[08/05/2007] Comunicati

Fertilizzare gli oceani per combattere il riscaldamento del Pianeta?

LIVORNO. Tra le opzioni tecnologiche per combattere il riscaldamento climatico proposte nella conferenza dell’Ipcc a Bangkok c’è anche la geoingegneria, cioè lo sviluppo di tecnologie per rimuovere la CO2 direttamente dall’aria e che comprende anche la “fertilizzazione degli oceani”. «E’ una tecnologia al limite della fantascienza – spiega Enzo Boschi, presidente dell’Istituto nazionale di geofisica e vulcanologia (Ingv) - ma non è detto che in futuro non possa anche questa dare qualche risultato utile».

Si tratta di trasferire all’ambiente marino il concetto che le piante in crescita catturano CO2 atmosferica. Negli oceani questa funzione è svolta dalle alghe, in particolare le microalghe che formano gran parte del plancton che, se rese molto più abbondanti negli oceani dove oggi sono poco presenti o quasi inesistenti, contribuirebbero massicciamente a estrarre CO2 dall’atmosfera.

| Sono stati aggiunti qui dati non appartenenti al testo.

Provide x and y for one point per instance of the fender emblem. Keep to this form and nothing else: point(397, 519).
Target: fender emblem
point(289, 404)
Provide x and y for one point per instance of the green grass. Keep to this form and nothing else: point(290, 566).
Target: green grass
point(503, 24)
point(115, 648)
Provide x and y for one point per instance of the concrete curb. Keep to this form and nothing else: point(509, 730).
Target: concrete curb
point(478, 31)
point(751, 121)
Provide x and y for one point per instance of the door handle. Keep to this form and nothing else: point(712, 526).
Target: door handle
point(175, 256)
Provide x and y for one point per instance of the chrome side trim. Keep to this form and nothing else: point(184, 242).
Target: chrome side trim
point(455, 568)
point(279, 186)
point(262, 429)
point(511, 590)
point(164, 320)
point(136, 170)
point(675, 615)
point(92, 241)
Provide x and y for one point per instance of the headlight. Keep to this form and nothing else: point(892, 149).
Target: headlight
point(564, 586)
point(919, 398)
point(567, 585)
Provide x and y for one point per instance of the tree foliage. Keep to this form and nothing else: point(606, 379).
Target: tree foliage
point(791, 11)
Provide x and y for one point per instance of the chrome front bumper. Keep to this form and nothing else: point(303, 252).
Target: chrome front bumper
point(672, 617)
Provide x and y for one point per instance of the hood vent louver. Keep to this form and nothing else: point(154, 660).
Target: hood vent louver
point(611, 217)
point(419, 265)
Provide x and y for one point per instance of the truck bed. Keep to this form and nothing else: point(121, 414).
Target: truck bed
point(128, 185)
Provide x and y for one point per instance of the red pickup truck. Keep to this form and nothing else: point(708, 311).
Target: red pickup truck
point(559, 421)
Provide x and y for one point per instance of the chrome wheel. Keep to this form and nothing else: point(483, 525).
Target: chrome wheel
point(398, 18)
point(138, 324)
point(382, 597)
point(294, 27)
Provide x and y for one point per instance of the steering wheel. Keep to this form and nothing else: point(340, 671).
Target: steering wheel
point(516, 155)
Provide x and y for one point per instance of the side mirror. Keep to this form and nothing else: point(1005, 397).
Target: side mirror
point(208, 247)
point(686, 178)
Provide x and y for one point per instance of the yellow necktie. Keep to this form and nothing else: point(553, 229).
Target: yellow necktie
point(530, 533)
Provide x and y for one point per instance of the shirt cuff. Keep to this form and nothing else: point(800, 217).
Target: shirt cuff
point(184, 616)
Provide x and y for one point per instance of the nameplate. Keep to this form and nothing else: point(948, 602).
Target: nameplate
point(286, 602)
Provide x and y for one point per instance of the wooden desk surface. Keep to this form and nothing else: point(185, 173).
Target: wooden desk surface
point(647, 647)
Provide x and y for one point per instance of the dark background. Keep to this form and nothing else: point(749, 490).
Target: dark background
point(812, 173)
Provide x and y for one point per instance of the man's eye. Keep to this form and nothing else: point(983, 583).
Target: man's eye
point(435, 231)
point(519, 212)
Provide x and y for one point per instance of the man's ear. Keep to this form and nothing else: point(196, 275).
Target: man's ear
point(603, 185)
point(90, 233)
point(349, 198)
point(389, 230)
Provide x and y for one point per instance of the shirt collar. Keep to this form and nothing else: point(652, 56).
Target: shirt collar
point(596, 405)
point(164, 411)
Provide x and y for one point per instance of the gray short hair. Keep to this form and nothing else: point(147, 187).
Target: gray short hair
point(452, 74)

«Di fatto – spiagano i ricercatori dell’Ingv - sono stati effettuati alcuni esperimenti spargendo in mare dei composti del ferro i quali costituiscono un nutriente ideale per provocare delle vere e proprie fioriture di microalghe. Tali esperimenti sono stati realizzati nelle acque dell’Antartide e nel Pacifico equatoriale, naturalmente a grande distanze dalle coste, per non creare interferenze con gli ecosistemi costieri».

Ad altri esperimenti di questo tipo realizzati nel Mediterraneo tra Israele e Cipro ha partecipato anche Nadia Pinardi, responsabile del laboratorio di Oceanografia marina Ingv.
Secondo l’Ingv «i risultati, tuttavia sono stati finora alquanto controversi, perché se è vero che da una parte si crea una provvidenziale fioritura di alghe aspira-CO2, dall’altra si è visto che accorrono i pesci che si cibano di queste alghe. Bisogna dunque trovare un modo per affrontare il problema ed evitare l’assalto alle alghe di organismi marini più evoluti». E Boschi ci scherza su: «uno spaventapesci? - Magari qualche cosa di più biotecnologico».

Intanto l’Unione Europea ha finanziato con 10 milioni di euro il progetto europeo Circe (Climate change and impact research the mediterranean environment ) che durerà quattro anni, durante i quali matematici, fisici, climatologi, agronomi, economisti e informatici, 65 partner, 62 centri di ricerca europei, mediorientali e nordafricani, lavoreranno insieme per studiare l’evoluzione del clima.